The fall of the Red Stockings began in Brooklyn on June 14, 1870 when the Atlantics handed Cincinnati their first loss since becoming a professional team. The New York Times called the game "The Most Exciting Game on Record." By this point, Cincinnati had won approximately 92 games in a row. At the bottom of the 9th inning the Atlantics and the Red Stockings were tied at 5. The umpire declared the game a tie and the Atlantics began to exit the field to get changed. The Red Stockings were not, however, willing to settle with a tie. They petitioned the umpires to let the game continue into extra innings. The fans agreed, wanting a decision. They ran onto the field in an attempt to keep the Atlantics from leaving and "for a time confusion reigned supreme". Finally, the umpires declared that the game would continue. If the Atlantics didn't return to the field, the win would go to Cincinnati. Unfortunately for Harry Wright and his team, the Atlantics returned to play and went on to score three more runs to the Red Stockings' two. The final score was Brooklyn Atlantics 8, Cincinnati Red Stockings 7.

This loss shocked all of baseball. The unbeatable had been beaten. The team finished the season with no more than seven loses but this record was unacceptable to the Cincinnati fans (or cranks as they were called) and investors who expected perfection. Guschov writes, "Anything less was unacceptable. Defeat had meant dishonor to the Queen City cranks. The Red dye was fading from the stockings, and the Hose had begun to run."

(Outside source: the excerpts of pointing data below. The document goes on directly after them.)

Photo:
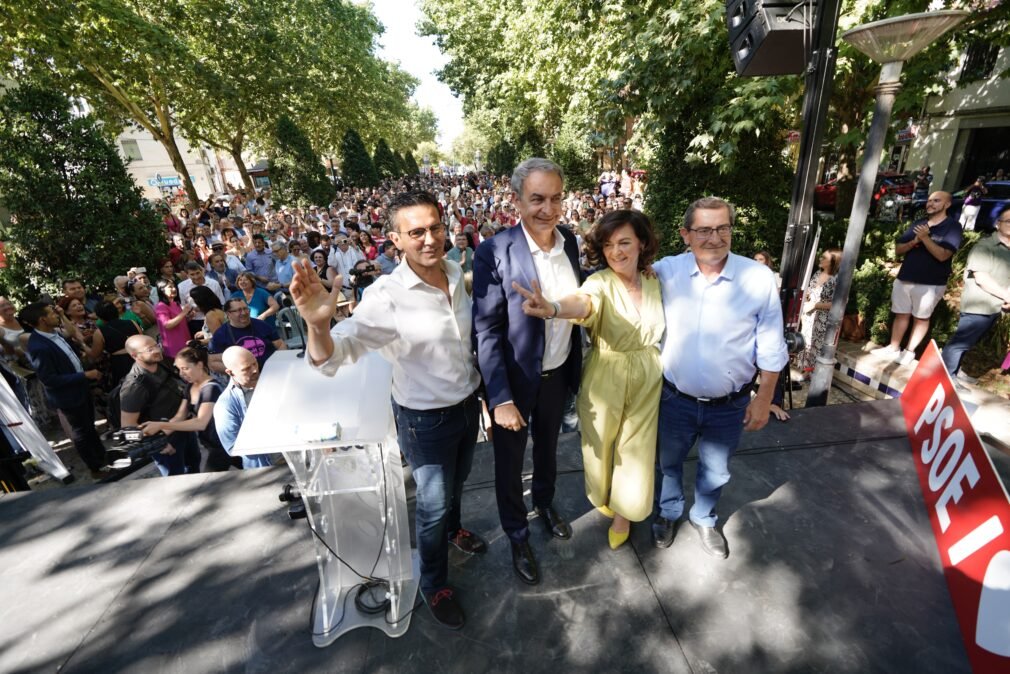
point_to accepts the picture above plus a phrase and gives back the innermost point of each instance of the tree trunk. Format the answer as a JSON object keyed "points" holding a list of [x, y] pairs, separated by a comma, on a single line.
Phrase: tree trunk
{"points": [[236, 155]]}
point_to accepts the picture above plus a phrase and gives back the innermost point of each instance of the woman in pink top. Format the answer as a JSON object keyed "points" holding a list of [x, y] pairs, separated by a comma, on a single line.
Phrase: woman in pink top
{"points": [[172, 318]]}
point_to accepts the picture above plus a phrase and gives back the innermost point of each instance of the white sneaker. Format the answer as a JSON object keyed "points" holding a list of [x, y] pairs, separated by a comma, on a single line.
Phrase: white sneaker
{"points": [[905, 358]]}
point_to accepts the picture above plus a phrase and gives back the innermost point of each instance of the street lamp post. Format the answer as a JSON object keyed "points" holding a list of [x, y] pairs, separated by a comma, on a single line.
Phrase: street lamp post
{"points": [[890, 42]]}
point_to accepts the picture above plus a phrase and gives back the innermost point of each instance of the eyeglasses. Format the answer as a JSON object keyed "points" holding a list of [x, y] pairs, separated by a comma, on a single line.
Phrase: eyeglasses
{"points": [[705, 232], [418, 233]]}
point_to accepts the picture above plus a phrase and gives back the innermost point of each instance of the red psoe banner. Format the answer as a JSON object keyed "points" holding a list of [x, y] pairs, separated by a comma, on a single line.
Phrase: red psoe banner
{"points": [[969, 509]]}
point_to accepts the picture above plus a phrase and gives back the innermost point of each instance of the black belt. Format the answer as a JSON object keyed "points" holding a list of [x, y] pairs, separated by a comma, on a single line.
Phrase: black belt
{"points": [[706, 401], [547, 374]]}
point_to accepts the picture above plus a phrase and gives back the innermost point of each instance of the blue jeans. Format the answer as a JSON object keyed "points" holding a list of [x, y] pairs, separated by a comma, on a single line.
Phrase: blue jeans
{"points": [[439, 447], [971, 328], [716, 429]]}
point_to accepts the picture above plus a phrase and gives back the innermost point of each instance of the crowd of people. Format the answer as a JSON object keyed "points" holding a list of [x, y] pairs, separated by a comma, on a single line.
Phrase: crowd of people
{"points": [[224, 281], [514, 280]]}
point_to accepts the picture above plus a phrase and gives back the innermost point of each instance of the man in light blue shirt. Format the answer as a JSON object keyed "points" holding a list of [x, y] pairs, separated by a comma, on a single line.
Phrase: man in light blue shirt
{"points": [[723, 323], [261, 263]]}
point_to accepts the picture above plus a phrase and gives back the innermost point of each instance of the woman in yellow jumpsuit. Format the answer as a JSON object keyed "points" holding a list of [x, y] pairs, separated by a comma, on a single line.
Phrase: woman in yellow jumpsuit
{"points": [[618, 401]]}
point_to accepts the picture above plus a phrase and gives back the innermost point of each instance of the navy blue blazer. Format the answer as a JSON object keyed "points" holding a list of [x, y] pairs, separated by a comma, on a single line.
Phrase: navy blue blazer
{"points": [[65, 387], [509, 344]]}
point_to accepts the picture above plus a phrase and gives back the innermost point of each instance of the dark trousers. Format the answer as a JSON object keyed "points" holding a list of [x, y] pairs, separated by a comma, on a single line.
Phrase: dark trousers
{"points": [[186, 458], [971, 328], [510, 451], [439, 445], [81, 421]]}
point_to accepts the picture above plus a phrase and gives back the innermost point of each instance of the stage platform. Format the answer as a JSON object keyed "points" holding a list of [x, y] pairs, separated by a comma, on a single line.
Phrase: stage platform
{"points": [[832, 567]]}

The Cincinnati Base Ball Club, which barely broke even when the team was undefeated, suffered as attendance dropped. They reportedly sold pieces of lumber from the ballpark in order to stay afloat. When the Club decided it could no longer support the professional players of Harry Wright's team, its president A.P.C. Bonte released a notice stating this and added that the Club felt paying "large salaries" created jealousy and extravagance which led to problems in the team which worked against the team's success. Other teams were not convinced and were happy to bring the deserted Red Stockings players to their cities. Harry and George Wright packed up their signature red socks and moved to Boston to form the Boston Red Stockings.

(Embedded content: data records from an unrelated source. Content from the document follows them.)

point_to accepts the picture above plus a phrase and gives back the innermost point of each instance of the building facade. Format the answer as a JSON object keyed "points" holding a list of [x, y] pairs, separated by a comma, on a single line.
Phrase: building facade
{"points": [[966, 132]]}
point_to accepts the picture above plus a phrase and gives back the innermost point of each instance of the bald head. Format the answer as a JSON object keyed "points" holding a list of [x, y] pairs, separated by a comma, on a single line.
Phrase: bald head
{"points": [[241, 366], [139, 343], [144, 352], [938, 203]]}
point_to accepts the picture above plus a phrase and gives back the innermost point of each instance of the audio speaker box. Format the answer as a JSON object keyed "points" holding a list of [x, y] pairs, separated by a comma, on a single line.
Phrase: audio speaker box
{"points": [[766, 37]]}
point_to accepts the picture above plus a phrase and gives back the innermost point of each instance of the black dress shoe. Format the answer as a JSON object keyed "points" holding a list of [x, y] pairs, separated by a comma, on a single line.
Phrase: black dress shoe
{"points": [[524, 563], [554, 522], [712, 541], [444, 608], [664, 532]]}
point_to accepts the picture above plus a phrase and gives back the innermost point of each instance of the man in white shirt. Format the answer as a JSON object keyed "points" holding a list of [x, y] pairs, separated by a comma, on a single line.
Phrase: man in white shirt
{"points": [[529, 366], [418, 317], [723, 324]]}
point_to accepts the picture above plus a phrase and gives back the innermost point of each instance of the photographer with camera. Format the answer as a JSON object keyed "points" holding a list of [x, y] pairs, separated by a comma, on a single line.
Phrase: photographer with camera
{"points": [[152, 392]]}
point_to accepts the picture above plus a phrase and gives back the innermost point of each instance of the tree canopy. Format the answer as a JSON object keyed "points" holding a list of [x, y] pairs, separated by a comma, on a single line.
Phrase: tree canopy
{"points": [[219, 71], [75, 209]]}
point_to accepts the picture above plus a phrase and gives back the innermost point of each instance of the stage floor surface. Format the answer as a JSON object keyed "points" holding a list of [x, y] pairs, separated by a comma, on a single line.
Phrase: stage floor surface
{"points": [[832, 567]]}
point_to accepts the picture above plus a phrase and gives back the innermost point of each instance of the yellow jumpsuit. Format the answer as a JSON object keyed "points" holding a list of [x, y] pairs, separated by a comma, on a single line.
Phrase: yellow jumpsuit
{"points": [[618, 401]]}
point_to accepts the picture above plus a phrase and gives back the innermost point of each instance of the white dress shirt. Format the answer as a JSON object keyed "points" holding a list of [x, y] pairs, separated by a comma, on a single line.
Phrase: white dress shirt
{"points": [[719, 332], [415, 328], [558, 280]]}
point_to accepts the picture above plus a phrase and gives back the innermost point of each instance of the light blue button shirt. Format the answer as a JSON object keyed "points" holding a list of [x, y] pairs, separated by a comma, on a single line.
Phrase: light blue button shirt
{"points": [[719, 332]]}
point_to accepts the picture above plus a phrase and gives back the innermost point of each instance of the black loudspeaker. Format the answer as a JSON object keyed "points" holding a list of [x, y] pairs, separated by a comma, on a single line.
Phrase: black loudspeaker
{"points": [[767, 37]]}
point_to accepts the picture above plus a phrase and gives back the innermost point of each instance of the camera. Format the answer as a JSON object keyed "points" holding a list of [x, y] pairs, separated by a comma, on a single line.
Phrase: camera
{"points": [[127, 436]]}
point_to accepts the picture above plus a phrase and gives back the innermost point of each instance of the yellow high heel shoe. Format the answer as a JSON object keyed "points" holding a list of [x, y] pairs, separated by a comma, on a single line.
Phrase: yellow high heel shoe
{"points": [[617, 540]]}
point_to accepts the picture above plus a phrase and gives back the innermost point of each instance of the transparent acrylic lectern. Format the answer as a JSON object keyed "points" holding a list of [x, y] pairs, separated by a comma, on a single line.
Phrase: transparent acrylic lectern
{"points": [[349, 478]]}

Looking back it seems ridiculous that a club would abandon its team after two amazing winning seasons like those of the Red Stockings but I can't argue with Bonte's statement, "You can wave the Star Spangled Banner and talk about the glory of the Red Stockings, and the nine that meets with no defeat, but you must put your hands in your pockets and pay the bills. You can't run the club on glory." So where did the plan go wrong?

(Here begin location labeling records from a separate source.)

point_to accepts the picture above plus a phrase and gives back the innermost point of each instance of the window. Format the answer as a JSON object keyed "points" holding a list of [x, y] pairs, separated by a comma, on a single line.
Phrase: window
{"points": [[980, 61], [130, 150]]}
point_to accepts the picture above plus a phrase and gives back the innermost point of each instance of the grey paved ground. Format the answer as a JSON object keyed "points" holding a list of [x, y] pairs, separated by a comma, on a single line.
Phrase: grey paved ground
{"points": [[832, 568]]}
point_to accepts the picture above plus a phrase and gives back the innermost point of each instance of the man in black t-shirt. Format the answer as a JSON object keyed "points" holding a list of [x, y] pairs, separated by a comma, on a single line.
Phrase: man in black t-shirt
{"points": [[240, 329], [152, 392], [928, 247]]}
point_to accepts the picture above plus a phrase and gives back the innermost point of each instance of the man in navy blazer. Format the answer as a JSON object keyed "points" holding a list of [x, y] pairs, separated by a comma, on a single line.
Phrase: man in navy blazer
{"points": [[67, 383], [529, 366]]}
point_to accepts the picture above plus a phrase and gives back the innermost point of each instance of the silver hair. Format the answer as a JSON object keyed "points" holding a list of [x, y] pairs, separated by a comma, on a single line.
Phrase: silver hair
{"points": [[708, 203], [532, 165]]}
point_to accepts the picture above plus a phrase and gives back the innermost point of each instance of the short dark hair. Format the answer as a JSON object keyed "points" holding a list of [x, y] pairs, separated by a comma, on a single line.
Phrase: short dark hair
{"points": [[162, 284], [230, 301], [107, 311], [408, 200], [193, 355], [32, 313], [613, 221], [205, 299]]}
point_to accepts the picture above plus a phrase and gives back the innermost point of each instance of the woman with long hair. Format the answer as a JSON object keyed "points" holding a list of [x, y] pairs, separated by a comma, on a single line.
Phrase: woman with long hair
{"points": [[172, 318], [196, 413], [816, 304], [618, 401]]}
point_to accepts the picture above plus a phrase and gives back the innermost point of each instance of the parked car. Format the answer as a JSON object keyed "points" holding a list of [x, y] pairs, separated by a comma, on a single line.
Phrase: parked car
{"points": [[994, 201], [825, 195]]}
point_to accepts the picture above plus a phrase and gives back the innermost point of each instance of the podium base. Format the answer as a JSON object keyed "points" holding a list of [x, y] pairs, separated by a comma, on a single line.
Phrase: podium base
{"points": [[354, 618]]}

In my job I train nonprofits on how to create a solid plan before starting a project and we use Peter F. Drucker's The Drucker Foundation Self-Assessment Tool as a guide. I doubt that the members of the Cincinnati Baseball Club considered anything close to Drucker's five questions before deciding to hire an entire staff of professional players, or when they decided to abandon their entire team. Here are some thoughts I had when looking at the Red Stockings' situation through the lens of Drucker's questions.

Question 1 What Is Our Mission? - was the Club's mission to win games or earn money?, did they identify this from the beginning and plan accordingly?

Question 2 Who Is Our Customer? - did they know enough about the fans and investors?, did the fans and investors in Cincinnati know enough about baseball?

Question 3 What Does the Customer Value? - did they value the game, winning, or making a profit?

Question 4 What Are Our Results? - were they measuring their success simply in wins or in profit? if in profit why did they not make adjustments between 1869 and 1870 since they barely broke even in the first season?

Question 5 What Is Our Plan? - did they have a plan on how to make the team successful financially? were their expectations realistic both on the field and off?

The lesson learned from the Red Stockings is just what Bonte said, you can't run a club - or any business on glory. It takes more than a good idea, passion, fame and even talent to make something a successful venture. Careful planning and assessment is crucial.